111.Currently, the requirement for a disclosure to be made in good faith can effect the success of the claim. If an employment tribunal finds that a disclosure was not made in good faith and instead there was an ulterior motive which was the predominant reason for the disclosure, the claim will fail.

112.Section 18 alters the effect of the good faith test; the issue of good faith will now be considered by a tribunal in relation to remedy, rather than liability, so a claim will not fail as a result of an absence of good faith. The employment tribunal will have the discretion to reduce a compensatory award by up to 25% in the event they find the disclosure has not been made in good faith.

Section 19: Worker subjected to detriment by co-worker or agent of employer

113.The effect of this section is to introduce a vicarious liability provision so that where a worker is subjected to a detriment by a co-worker done on the ground that the worker made a protected disclosure, and this detriment is done in the course of the co-worker’s employment with the employer, that detriment is a legal wrong and is actionable against both the employer and the co-worker.

114.The employer will only be liable for a detriment where it is done by a worker in the course of employment or by an agent of the employer with the employer’s authority. In this context, the term “agent” refers to someone who is appointed by the employer to perform duties on their behalf (such as a contractor).

115.Employers are able to rely on the defence in new subsection (1D) of section 47B of the ERA 1996 if they have taken all reasonable steps to prevent the co-worker from subjecting the whistleblower to a detriment.

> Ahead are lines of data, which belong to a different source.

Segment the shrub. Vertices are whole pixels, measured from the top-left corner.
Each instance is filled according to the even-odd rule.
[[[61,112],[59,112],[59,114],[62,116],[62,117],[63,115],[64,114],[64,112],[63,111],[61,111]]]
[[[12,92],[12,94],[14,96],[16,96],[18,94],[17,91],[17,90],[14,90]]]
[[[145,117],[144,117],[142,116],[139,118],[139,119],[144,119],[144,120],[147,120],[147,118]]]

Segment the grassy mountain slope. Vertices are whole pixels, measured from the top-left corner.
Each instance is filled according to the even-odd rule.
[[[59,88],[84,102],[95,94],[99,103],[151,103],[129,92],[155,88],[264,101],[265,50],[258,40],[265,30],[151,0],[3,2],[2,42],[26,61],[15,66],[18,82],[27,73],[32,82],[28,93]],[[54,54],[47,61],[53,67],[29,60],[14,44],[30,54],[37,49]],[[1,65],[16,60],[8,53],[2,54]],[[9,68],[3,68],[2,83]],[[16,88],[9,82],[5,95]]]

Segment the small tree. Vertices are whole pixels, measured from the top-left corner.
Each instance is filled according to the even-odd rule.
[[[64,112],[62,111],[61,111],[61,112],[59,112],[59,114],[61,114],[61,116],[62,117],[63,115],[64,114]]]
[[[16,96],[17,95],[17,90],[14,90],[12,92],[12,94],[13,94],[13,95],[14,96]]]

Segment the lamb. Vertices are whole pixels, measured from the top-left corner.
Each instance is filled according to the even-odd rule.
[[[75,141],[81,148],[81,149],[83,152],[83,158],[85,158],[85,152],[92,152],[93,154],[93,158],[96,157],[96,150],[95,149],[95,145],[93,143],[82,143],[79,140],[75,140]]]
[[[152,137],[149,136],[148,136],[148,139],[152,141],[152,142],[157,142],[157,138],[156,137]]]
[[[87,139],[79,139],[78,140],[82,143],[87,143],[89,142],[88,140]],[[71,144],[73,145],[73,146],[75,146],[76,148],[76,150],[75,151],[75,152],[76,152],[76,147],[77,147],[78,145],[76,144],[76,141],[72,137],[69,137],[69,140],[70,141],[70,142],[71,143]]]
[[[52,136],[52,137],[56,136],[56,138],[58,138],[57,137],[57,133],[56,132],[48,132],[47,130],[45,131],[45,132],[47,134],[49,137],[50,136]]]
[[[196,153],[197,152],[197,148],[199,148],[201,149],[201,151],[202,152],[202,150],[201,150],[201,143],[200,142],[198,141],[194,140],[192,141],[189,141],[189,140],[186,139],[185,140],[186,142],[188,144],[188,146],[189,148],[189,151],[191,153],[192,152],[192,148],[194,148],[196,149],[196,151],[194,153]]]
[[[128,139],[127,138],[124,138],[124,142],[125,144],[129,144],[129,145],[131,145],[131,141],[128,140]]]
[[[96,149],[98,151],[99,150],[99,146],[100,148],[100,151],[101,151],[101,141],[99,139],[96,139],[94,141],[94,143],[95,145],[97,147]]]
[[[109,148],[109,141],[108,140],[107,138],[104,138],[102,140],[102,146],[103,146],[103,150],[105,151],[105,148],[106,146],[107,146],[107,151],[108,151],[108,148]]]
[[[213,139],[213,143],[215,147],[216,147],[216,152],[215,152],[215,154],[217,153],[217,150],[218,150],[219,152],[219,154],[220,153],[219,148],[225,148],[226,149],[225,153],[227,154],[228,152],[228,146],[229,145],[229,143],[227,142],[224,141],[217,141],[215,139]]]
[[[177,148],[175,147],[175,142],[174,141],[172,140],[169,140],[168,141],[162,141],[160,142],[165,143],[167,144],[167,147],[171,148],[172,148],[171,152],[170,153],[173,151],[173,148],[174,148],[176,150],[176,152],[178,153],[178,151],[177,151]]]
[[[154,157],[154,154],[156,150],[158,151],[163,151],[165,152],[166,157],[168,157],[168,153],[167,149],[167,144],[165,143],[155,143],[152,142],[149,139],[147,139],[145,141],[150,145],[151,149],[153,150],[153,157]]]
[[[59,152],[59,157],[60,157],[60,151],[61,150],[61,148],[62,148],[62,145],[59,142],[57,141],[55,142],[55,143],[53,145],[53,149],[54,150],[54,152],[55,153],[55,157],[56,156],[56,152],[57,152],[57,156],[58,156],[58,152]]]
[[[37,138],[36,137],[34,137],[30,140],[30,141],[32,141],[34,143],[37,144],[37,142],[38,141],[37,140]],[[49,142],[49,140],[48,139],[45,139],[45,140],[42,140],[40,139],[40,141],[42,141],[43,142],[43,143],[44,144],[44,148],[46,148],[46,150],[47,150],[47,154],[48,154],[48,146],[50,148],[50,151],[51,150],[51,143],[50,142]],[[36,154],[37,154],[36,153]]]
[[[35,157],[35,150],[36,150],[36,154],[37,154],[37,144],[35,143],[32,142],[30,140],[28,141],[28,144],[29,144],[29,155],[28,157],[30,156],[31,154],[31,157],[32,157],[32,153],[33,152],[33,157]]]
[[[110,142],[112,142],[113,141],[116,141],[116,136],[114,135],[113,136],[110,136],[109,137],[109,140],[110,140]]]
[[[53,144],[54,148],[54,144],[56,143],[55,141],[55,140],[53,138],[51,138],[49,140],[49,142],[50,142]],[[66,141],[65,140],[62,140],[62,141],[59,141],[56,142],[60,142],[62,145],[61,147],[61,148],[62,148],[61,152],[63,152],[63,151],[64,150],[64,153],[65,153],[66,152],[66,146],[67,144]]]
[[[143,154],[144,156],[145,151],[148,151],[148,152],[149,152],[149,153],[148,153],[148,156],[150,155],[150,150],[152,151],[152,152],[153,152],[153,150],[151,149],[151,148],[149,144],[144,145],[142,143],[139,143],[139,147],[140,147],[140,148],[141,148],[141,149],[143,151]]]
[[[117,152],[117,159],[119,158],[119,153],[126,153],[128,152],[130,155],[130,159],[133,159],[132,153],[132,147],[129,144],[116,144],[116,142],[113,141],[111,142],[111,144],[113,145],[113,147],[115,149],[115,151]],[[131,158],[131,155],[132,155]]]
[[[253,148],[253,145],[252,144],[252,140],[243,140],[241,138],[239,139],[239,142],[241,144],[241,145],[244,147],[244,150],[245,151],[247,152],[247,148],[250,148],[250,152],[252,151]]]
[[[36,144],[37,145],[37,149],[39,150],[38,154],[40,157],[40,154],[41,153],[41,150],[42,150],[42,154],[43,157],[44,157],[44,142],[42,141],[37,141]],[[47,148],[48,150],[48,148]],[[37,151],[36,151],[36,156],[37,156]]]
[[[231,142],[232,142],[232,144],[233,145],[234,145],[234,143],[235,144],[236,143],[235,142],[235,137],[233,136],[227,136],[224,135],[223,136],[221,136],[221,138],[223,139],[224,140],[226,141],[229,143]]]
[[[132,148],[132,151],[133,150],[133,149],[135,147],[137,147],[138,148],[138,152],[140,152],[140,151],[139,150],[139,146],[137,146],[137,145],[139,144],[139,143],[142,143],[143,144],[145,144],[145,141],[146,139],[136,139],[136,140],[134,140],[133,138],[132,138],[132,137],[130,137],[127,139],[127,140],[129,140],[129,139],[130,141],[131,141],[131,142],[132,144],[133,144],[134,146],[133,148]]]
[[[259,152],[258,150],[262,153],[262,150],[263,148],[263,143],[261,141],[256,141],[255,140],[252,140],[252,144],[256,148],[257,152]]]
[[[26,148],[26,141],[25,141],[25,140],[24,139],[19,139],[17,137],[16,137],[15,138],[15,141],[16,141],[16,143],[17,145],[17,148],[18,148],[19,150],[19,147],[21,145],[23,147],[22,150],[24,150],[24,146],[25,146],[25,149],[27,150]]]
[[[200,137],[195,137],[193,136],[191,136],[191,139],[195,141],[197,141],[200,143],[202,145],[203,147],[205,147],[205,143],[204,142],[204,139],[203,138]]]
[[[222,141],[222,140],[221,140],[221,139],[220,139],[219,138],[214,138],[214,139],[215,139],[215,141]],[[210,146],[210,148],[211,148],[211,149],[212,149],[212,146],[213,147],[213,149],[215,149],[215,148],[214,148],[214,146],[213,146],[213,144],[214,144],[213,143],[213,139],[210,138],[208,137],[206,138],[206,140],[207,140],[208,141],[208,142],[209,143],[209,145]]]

If the defence applies the employer will not be liable for the actions of the co-worker.

116.Where a whistleblower is bullied or harassed by a co-worker but the employer can use the defence in subsection (1D), the co-worker will still be liable and the worker could bring a claim against that co-worker.

Section 20: Extension of meaning of “worker”

117.The effect of this section is to widen the definition of “worker” in section 43K of the ERA 1996. At present, the NHS has certain contractual arrangements in place for workers in health services in England, Scotland and Wales which are not afforded whistleblowing protection because they fall outside the definition. This amendment will ensure that section 43K will apply to these workers.

118.In addition, the section includes a power so that the definition of “worker” in section 43K can more readily be amended so as to keep it up to date. The power can be used to increase the scope of protection. It can, however, only be used to remove categories of individuals where, in the opinion of the Secretary of State, no such individuals exist (i.e. the category has become obsolete).